In the first scenario, we consider systems that are well-approximated by a stochastic process of diffusion type on a low-dimensional manifold. Neither the process nor the manifold are known: we assume we only have access to a (typically expensive) simulator that can return short paths of the stochastic system, given an initial condition. We introduce a statistical learning framework for estimating local approximations to the system, for stitching these pieces together and form a fast global reduced model for the system, called ATLAS. ATLAS is guaranteed to be accurate in the sense of producing stochastic paths whose distribution is close to that of paths generated by the original system not only at small time scales, but also at very large time scales (under suitable assumptions on the dynamics). We discuss applications to homogenization of rough diffusions in low and high dimensions, as well as relatively simple systems with separations of time scales, and deterministic chaotic systems high-dimensions, that are well-approximated by stochastic diffusion-like equations.

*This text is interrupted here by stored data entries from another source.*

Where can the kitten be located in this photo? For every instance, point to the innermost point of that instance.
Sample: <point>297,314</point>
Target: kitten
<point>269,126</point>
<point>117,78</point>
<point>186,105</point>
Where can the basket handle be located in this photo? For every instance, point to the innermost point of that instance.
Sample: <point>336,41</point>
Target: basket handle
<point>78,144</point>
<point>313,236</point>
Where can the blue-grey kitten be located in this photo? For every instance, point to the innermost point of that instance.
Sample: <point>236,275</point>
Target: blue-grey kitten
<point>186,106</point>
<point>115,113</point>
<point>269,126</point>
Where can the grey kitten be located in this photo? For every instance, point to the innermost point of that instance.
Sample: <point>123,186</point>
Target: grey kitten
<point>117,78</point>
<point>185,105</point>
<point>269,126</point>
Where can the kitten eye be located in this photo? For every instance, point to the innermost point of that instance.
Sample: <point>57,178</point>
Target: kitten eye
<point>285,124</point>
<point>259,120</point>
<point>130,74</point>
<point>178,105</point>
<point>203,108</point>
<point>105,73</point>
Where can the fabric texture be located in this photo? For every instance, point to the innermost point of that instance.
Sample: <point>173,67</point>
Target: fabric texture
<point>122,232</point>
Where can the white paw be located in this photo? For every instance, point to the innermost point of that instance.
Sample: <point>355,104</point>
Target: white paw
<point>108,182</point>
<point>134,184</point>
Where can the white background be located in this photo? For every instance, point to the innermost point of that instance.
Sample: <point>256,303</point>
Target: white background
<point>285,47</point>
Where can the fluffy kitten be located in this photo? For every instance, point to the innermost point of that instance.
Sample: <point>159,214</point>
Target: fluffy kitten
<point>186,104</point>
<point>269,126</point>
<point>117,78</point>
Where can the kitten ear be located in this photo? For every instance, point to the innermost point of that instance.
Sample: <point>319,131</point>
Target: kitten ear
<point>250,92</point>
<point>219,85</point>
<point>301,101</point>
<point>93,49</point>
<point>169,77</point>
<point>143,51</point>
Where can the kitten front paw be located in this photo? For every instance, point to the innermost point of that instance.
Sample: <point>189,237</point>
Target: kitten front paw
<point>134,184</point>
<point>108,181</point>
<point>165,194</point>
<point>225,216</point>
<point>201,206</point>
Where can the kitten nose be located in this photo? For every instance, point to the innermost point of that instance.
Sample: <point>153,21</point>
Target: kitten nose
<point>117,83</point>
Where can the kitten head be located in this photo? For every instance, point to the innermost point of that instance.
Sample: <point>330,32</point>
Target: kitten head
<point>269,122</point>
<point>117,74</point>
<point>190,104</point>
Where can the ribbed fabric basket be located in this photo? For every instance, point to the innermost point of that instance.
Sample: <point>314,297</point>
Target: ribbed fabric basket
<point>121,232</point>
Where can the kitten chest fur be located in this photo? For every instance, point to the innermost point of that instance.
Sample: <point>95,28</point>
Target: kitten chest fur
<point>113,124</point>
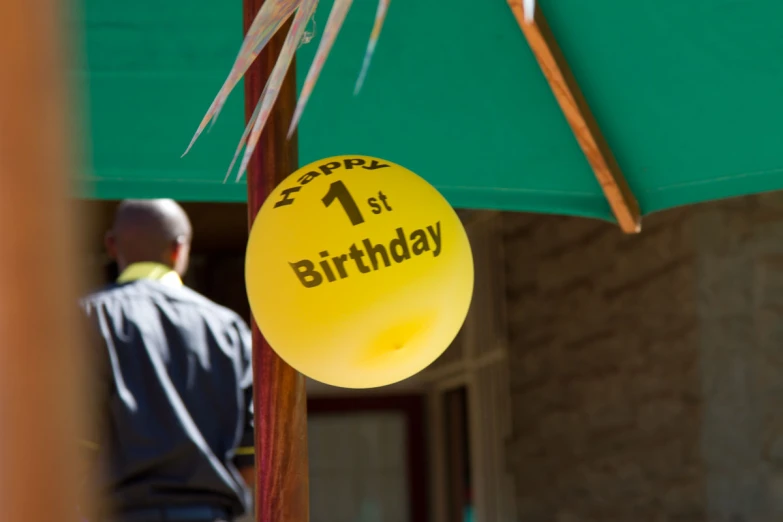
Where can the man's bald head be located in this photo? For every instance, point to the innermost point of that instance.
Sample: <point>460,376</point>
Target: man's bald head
<point>150,230</point>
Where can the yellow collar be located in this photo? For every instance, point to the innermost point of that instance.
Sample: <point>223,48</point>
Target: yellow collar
<point>154,271</point>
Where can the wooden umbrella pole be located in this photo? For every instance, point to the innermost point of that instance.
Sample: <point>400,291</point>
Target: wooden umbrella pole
<point>39,413</point>
<point>282,491</point>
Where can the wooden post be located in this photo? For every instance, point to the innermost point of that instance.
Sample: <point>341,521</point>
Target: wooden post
<point>38,308</point>
<point>282,490</point>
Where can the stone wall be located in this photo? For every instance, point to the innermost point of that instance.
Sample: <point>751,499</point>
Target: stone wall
<point>647,371</point>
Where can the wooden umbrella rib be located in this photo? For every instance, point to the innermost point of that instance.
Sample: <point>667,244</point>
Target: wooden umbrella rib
<point>577,113</point>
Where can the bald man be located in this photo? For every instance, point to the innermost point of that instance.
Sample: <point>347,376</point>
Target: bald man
<point>174,380</point>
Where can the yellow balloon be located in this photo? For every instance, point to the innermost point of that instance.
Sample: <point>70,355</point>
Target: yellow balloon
<point>359,273</point>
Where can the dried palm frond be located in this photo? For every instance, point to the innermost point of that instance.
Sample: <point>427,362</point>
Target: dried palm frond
<point>272,15</point>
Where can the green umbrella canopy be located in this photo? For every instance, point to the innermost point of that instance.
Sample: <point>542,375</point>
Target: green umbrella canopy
<point>687,95</point>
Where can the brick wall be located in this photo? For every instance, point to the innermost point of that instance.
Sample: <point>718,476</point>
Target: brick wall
<point>647,372</point>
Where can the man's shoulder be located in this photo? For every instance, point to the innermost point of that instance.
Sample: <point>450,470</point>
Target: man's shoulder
<point>143,288</point>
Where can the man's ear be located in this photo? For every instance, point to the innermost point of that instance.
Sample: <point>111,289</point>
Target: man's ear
<point>111,245</point>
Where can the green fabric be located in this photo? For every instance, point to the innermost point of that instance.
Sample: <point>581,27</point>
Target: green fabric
<point>686,93</point>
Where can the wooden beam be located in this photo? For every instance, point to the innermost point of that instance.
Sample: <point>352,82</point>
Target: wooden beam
<point>577,112</point>
<point>282,480</point>
<point>40,352</point>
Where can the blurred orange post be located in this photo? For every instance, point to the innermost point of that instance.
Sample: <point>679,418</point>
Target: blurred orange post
<point>282,482</point>
<point>38,377</point>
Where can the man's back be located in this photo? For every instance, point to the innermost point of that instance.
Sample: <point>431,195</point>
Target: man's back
<point>176,372</point>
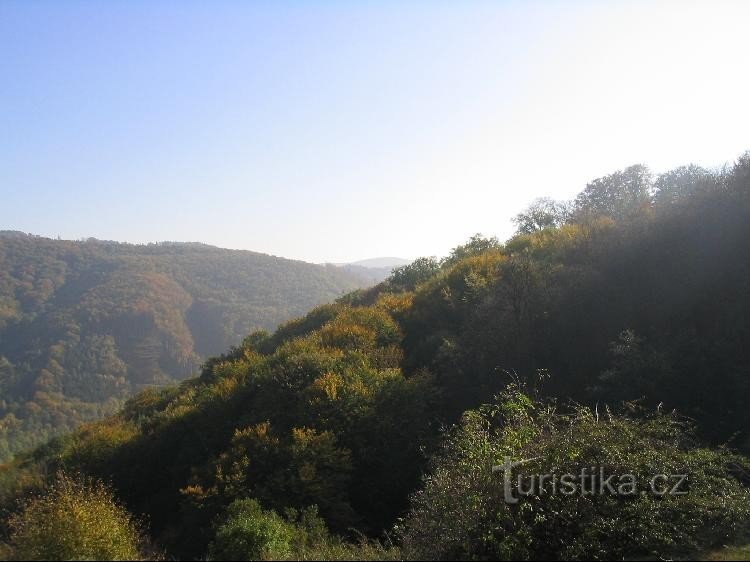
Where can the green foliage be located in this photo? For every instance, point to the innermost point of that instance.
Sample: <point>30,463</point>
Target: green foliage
<point>462,511</point>
<point>543,213</point>
<point>74,521</point>
<point>640,295</point>
<point>407,277</point>
<point>251,533</point>
<point>84,325</point>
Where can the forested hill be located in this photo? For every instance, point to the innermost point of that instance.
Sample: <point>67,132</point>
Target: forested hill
<point>609,332</point>
<point>85,324</point>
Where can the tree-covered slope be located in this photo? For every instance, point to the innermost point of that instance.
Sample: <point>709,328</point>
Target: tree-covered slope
<point>83,325</point>
<point>610,332</point>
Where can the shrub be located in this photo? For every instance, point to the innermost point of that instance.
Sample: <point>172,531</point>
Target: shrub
<point>249,532</point>
<point>74,520</point>
<point>461,512</point>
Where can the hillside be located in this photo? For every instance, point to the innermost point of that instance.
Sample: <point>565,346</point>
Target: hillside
<point>610,331</point>
<point>83,325</point>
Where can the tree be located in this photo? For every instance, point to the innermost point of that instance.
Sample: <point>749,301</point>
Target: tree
<point>407,277</point>
<point>619,195</point>
<point>476,245</point>
<point>542,213</point>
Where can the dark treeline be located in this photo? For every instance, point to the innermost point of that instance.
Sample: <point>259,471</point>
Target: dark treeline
<point>84,325</point>
<point>609,331</point>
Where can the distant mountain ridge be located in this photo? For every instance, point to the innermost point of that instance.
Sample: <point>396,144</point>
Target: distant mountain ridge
<point>382,262</point>
<point>374,269</point>
<point>83,324</point>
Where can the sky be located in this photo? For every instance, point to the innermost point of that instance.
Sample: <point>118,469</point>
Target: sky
<point>337,131</point>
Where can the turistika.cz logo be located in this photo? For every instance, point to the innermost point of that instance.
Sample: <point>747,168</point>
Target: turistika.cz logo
<point>590,481</point>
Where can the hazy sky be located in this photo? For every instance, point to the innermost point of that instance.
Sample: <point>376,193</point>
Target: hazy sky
<point>335,131</point>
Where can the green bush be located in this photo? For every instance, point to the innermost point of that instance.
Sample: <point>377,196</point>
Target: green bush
<point>73,521</point>
<point>249,532</point>
<point>462,511</point>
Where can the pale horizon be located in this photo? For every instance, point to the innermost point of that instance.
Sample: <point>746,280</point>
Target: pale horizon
<point>331,132</point>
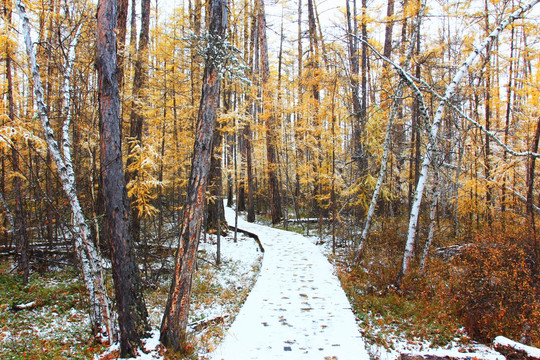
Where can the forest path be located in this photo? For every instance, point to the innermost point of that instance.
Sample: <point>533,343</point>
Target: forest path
<point>296,309</point>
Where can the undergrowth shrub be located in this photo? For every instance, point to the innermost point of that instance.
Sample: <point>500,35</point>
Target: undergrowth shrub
<point>497,289</point>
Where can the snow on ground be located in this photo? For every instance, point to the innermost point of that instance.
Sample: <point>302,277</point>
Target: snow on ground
<point>240,262</point>
<point>296,310</point>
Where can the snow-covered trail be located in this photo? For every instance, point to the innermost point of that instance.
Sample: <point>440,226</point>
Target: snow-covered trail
<point>297,308</point>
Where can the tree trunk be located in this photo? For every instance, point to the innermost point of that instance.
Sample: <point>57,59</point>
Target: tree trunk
<point>132,314</point>
<point>100,316</point>
<point>388,29</point>
<point>271,137</point>
<point>20,235</point>
<point>215,212</point>
<point>175,318</point>
<point>136,116</point>
<point>387,140</point>
<point>432,144</point>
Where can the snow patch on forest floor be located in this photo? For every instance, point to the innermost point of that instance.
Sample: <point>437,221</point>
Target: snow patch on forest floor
<point>399,343</point>
<point>217,293</point>
<point>296,310</point>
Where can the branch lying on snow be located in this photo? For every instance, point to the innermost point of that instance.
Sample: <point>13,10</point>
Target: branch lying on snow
<point>27,306</point>
<point>515,350</point>
<point>201,324</point>
<point>250,234</point>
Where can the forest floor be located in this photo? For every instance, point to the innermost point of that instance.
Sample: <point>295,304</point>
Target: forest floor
<point>297,308</point>
<point>290,306</point>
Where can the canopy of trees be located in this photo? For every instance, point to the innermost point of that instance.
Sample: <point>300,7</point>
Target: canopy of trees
<point>376,118</point>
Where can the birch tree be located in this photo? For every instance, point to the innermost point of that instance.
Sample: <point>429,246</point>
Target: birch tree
<point>100,314</point>
<point>175,318</point>
<point>388,136</point>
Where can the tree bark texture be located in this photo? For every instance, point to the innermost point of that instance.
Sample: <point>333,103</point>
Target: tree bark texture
<point>271,138</point>
<point>18,221</point>
<point>432,144</point>
<point>136,116</point>
<point>175,318</point>
<point>388,138</point>
<point>132,314</point>
<point>100,315</point>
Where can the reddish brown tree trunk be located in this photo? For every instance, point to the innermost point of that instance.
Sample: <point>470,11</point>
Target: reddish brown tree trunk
<point>271,139</point>
<point>175,318</point>
<point>132,314</point>
<point>136,117</point>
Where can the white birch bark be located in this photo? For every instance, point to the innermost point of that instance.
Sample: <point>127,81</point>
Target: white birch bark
<point>432,145</point>
<point>9,215</point>
<point>100,314</point>
<point>432,214</point>
<point>388,137</point>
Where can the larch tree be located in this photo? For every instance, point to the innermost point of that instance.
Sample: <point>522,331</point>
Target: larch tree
<point>434,129</point>
<point>100,312</point>
<point>270,117</point>
<point>132,313</point>
<point>137,119</point>
<point>175,318</point>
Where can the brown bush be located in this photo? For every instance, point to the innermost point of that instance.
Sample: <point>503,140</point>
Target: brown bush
<point>497,292</point>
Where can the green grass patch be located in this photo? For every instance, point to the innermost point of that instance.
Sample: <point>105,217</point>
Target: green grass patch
<point>387,315</point>
<point>55,327</point>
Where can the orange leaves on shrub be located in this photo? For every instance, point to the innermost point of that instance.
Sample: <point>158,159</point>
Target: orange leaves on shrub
<point>497,292</point>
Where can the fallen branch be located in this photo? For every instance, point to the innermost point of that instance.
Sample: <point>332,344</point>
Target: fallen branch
<point>27,306</point>
<point>514,350</point>
<point>250,234</point>
<point>201,324</point>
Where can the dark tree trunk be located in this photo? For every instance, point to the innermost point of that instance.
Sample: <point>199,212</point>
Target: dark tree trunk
<point>122,27</point>
<point>175,318</point>
<point>271,138</point>
<point>19,230</point>
<point>387,51</point>
<point>136,117</point>
<point>215,213</point>
<point>531,170</point>
<point>132,314</point>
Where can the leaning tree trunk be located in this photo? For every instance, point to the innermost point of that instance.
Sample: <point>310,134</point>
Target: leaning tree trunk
<point>175,318</point>
<point>17,222</point>
<point>136,116</point>
<point>387,139</point>
<point>100,315</point>
<point>432,145</point>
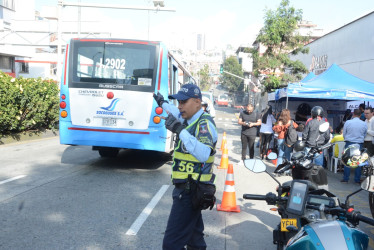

In the second scenario we consider a system of interacting agents: given only observed trajectories of the system, we are interested in estimating the interaction laws between the agents. We consider both the mean-field limit (i.e. the number of agents going to infinity) and the case of a finite number of agents, with an increasing number of observations. We show that at least in particular cases, where the interaction is governed by an (unknown) function of distances, the high-dimensionality of the state space of the system does not affect the learning rates. We prove that in these case in fact we can achieve an optimal learning rate for the interaction kernel, equal to that of a one-dimensional regression problem. We exhibit efficient algorithms for constructing our estimator for the interaction kernels, with statistical guarantees, and demonstrate them on various simple examples.
Dr. Mauro Maggioni is a Bloomberg Distinguished Professor of Mathematics, and Applied Mathematics and Statistics at Johns Hopkins University. He works at the intersection of harmonic analysis, approximation theory, high-dimensional probability, statistical and machine learning, model reduction, stochastic dynamical systems, spectral graph theory, and statistical signal processing. He received his B.Sc. in Mathematics summa cum laude at the Universita degli Studi in Milano in 1999, and the Ph.D. in Mathematics from the Washington University, St. Louis, in 2002. He was a Gibbs Assistant Professor in Mathematics at Yale University till 2006, when he moved to Duke University, becoming Professor in Mathematics, Electrical and Computer Engineering, and Computer Science in 2013. He received the Popov Prize in Approximation Theory in 2007, an NSF CAREER award and Sloan Fellowship in 2008, and was selected as a Fellow of the American Mathematical Society in 2013.